Avec son sixième album, Shearwater reste fidèle
à sa ligne aussi épurée que singulière.

Jacques Vincent  • 11 mars 2010 abonné·es

En anglais, un shearwater est un puffin, un oiseau marin proche de l’albatros, et ce n’est pas un hasard si le groupe de Jonathan Meiburg a choisi de s’affubler d’un nom de volatile. La raison tient à la passion de son leader pour l’ornithologie, domaine dans lequel il est d’ailleurs diplômé. Meiburg a fondé Shearwater avec Will Sheff, son partenaire dans Okkervil River, en menant d’abord un projet parallèle avant d’y consacrer tout son temps et d’abandonner son premier groupe, que son comparse est retourné diriger seul.

La première écoute évoque la résurgence d’un passé progressif seventies, moins dans un décalque précis que dans une démarche personnelle qui le démarque de la production actuelle. Une nuance, toutefois : si la vague progressive affichait souvent des tendances symphoniques, la voix de Meiburg, élément central de sa musique, orienterait plutôt vers des rivages baroques. Une voix d’une extraordinaire pureté, qui s’exprime la plupart du temps dans une sorte de recueillement presque mystique. Chez Shearwater, les explosions sont aussi rares et courtes que puissantes.

Pour le reste, la pureté n’est pas le souci principal de la musique, qui accueille volontiers larsen, grincements et autres stridences. Si pureté il y a, c’est celle née de l’effacement de tout élément inutile. On parlera plutôt d’épure pour évoquer cette trame essentiellement tissée par les instruments à percussion (batterie, xylophone) ou ceux utilisés comme tels (notamment le piano), qui entrecroisent des lignes répétitives et obsédantes. S’y niche une poésie aiguë dans laquelle les éléments de la nature ont une place prépondérante : le vent, l’eau, les nuages, la lune surtout.
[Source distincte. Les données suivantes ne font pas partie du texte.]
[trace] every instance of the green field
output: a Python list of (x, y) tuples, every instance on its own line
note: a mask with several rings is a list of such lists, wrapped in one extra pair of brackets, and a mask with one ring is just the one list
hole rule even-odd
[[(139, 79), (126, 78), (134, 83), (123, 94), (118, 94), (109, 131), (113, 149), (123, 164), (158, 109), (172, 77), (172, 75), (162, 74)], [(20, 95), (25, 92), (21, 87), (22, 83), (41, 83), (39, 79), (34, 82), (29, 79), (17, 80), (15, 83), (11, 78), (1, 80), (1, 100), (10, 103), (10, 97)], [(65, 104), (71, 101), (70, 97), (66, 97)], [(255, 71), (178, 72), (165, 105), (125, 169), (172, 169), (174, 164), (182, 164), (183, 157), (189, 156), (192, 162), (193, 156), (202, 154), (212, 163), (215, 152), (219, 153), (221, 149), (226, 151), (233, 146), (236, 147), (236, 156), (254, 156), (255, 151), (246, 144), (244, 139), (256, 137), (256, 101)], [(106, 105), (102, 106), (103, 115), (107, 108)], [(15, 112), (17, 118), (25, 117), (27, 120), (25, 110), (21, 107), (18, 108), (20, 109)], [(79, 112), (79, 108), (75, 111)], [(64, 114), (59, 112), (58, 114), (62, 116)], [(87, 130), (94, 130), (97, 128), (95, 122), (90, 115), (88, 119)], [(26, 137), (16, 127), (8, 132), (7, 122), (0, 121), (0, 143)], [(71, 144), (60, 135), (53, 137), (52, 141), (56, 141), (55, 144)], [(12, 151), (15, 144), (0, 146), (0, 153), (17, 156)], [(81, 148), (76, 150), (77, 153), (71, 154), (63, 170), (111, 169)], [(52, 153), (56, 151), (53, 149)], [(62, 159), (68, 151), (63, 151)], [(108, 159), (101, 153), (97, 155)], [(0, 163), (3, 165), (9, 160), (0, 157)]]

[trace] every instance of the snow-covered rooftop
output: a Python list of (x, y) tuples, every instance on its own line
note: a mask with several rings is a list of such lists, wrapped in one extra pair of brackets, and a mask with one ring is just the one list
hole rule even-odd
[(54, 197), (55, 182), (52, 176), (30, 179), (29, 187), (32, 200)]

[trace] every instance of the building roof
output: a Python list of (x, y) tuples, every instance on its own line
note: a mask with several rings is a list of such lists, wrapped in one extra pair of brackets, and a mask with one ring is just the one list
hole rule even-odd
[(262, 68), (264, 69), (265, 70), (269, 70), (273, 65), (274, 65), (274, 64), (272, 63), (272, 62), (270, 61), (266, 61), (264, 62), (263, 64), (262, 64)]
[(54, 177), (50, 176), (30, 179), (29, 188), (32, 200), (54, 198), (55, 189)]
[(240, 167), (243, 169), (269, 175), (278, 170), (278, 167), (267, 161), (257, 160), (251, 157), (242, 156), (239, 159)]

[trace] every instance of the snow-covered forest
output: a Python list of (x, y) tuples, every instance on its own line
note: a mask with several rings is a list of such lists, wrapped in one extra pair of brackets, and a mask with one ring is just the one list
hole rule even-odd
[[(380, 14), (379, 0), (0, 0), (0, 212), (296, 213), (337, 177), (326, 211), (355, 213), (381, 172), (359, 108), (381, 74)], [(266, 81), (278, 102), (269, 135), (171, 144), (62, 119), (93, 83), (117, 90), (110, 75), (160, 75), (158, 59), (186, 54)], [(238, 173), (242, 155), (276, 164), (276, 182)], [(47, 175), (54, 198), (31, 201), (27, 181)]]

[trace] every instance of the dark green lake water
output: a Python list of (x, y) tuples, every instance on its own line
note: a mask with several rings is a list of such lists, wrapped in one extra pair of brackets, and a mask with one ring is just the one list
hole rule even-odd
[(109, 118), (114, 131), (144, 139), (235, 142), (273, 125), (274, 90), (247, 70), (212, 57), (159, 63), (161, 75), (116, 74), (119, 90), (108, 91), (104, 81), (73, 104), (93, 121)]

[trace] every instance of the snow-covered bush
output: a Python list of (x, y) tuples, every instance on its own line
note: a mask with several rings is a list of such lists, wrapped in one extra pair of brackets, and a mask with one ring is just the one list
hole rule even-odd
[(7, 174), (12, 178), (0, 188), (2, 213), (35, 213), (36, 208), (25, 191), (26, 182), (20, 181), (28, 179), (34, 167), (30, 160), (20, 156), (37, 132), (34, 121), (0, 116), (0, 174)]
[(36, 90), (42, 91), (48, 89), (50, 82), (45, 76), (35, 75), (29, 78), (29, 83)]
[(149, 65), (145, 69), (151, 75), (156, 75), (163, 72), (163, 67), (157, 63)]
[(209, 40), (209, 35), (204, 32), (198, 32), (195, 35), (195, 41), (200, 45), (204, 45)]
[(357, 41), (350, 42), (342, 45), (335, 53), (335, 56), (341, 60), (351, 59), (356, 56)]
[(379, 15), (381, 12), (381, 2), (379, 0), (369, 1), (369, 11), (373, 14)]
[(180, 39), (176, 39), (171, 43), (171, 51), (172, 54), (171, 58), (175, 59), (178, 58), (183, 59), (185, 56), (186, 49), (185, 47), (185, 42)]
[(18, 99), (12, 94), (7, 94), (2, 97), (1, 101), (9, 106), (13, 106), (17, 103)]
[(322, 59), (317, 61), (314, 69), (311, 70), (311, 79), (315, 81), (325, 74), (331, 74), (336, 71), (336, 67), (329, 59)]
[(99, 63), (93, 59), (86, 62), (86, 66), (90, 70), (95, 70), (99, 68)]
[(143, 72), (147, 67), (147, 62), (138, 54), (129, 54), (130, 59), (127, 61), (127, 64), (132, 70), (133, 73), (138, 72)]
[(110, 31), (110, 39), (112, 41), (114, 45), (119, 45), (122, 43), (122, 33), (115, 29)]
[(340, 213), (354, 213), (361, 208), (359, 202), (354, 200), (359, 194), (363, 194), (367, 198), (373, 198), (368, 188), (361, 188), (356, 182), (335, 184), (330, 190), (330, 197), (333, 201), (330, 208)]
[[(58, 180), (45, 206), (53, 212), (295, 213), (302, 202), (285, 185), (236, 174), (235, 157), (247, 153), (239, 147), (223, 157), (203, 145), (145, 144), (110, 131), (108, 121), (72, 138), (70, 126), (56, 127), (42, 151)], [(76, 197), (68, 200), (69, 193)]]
The Golden Archipelago parle de la vie sur les îles, et cette suite de chansons est comme autant de chapitres d’un journal de bord de Meiburg, qui, pour son travail d’ornithologue, a séjourné dans des endroits comme les Falklands, la Terre de Feu, les Galapagos, Madagascar ou les îles Chatham, au large de la Nouvelle-Zélande. Ces séjours, en tout cas, en ont fourni la matière, loin des décors de rêve, comme le laisse facilement deviner la pochette (tout de même moins empreinte de l’inquiétante étrangeté hitchcockienne de la précédente). Shearwater est en permanence sur le fil du rasoir, et on ne peut qu’espérer qu’il continue de sauvegarder sa singularité, qu’il ne fasse surtout pas école, pour éviter de voir une flopée de suiveurs qui n’auront saisi que l’écume de cette musique unique.